Un nouveau rapport de Statistique Canada comparant les tendances en matière de criminalité au Canada et aux États-Unis au cours des 25 dernières années révèle que, même si les États-Unis enregistrent toujours des niveaux plus élevés de crimes violents et d'homicides, l'écart entre les deux pays s'est progressivement réduit.
Publié mercredi, le rapport met en évidence des trajectoires opposées: une baisse des crimes violents aux États-Unis et une légère augmentation au Canada.
Ce texte est une traduction d'un article de CTV News.

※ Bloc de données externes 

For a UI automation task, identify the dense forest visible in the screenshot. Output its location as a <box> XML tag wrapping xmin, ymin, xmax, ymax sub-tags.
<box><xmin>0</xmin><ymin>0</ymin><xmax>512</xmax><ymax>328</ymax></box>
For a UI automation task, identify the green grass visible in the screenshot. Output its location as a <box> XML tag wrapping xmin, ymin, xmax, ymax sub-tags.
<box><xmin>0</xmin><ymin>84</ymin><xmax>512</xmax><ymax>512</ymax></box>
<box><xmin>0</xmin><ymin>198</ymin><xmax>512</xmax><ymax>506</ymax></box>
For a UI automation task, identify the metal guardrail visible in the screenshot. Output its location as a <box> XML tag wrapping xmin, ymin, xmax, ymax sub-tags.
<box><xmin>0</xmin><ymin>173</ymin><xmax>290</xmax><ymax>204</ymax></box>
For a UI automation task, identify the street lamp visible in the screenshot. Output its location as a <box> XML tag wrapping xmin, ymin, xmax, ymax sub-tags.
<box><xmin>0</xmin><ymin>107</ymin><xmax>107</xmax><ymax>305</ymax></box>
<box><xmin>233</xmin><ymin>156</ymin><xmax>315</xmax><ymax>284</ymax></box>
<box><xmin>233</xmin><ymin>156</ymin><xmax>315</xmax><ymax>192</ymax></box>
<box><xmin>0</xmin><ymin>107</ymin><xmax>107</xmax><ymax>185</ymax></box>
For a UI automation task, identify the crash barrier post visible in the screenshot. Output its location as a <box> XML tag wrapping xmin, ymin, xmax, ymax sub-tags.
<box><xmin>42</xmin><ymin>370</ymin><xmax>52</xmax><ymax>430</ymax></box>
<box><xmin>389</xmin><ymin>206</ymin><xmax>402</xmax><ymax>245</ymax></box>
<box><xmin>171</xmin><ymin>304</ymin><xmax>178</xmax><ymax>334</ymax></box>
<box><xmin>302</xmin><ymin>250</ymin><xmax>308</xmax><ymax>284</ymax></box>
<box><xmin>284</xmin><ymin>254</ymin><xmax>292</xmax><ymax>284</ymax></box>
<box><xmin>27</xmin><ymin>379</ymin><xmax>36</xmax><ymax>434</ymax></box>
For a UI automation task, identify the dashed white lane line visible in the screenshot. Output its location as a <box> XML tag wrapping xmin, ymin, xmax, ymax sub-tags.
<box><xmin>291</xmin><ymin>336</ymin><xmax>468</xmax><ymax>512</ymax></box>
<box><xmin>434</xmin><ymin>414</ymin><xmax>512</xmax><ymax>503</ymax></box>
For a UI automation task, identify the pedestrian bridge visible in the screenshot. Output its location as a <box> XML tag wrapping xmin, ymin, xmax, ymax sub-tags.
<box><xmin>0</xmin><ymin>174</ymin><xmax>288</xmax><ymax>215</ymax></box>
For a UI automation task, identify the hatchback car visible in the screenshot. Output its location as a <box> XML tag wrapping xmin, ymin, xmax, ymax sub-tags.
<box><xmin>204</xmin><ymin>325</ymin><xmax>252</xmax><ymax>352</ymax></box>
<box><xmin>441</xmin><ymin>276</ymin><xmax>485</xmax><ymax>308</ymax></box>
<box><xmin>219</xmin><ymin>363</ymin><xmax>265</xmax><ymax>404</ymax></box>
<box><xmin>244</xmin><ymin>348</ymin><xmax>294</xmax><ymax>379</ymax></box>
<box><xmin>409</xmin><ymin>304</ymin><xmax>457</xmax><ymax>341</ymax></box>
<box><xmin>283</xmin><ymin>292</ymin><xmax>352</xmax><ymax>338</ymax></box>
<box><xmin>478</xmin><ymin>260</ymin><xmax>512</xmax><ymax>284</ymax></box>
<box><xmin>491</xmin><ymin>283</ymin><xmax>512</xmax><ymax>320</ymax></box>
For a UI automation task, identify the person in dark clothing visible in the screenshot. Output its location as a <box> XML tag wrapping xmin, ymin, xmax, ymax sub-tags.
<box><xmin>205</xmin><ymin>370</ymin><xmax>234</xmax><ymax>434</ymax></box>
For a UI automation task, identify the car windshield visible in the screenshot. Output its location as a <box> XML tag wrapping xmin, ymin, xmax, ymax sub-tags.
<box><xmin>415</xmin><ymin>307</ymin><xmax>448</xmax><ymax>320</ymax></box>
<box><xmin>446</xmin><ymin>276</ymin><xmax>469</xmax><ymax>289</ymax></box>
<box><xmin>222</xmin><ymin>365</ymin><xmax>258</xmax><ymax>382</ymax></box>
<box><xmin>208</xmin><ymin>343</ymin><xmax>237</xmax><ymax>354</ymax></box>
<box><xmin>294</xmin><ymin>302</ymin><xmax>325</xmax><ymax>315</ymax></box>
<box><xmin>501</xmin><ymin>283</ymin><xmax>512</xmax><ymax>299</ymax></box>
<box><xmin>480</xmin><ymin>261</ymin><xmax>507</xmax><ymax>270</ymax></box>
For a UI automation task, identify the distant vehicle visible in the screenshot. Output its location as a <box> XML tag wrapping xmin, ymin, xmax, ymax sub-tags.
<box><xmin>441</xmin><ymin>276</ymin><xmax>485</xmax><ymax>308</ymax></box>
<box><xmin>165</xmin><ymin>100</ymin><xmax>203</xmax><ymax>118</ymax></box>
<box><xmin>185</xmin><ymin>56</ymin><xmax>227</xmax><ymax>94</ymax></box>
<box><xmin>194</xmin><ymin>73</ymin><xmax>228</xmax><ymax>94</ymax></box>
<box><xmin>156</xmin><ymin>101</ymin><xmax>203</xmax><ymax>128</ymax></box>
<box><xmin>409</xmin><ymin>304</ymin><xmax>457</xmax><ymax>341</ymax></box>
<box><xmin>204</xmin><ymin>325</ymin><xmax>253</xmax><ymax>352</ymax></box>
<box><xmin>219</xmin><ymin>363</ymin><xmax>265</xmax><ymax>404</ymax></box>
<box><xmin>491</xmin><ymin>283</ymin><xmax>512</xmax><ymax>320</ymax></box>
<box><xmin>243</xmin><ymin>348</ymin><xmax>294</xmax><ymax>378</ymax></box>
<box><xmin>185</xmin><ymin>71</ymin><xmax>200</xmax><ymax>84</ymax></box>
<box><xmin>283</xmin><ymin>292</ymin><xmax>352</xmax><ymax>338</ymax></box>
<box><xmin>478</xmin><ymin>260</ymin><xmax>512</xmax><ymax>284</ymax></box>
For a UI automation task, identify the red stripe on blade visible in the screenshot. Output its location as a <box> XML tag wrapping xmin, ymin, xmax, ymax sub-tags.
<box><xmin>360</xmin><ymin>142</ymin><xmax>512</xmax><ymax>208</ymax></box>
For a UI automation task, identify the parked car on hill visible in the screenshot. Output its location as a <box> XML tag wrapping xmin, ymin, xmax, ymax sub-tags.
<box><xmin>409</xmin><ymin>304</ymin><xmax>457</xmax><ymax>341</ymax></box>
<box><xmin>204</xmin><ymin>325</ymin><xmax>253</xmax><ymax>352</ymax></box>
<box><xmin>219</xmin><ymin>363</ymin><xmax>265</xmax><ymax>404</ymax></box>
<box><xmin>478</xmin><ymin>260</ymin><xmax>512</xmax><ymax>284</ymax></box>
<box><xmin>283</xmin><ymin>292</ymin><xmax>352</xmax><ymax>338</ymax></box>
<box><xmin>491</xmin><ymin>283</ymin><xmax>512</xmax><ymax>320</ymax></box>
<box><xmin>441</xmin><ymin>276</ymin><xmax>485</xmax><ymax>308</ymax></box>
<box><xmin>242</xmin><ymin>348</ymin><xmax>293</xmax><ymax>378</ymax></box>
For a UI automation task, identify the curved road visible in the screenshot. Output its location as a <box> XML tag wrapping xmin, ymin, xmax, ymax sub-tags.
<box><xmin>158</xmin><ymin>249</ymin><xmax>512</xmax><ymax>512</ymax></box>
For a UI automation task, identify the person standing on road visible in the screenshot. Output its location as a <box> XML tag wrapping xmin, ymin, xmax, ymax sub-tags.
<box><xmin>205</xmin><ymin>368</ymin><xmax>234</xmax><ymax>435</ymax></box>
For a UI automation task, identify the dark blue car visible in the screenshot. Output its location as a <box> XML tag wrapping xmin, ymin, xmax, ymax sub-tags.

En 2023, le taux de crimes violents signalés à la police au Canada s'élevait à 252 incidents pour 100 000 habitants, contre 334 aux États-Unis, soit une différence de 33%. Il y a quinze ans, l'écart était de 77%.
Les États-Unis ont connu une baisse de 37 % des crimes violents entre 1998 et 2023, tandis que le Canada a connu une augmentation de 9% depuis 2009, date à laquelle les méthodes de déclaration sont passées d'un comptage basé sur les victimes à un comptage basé sur les incidents.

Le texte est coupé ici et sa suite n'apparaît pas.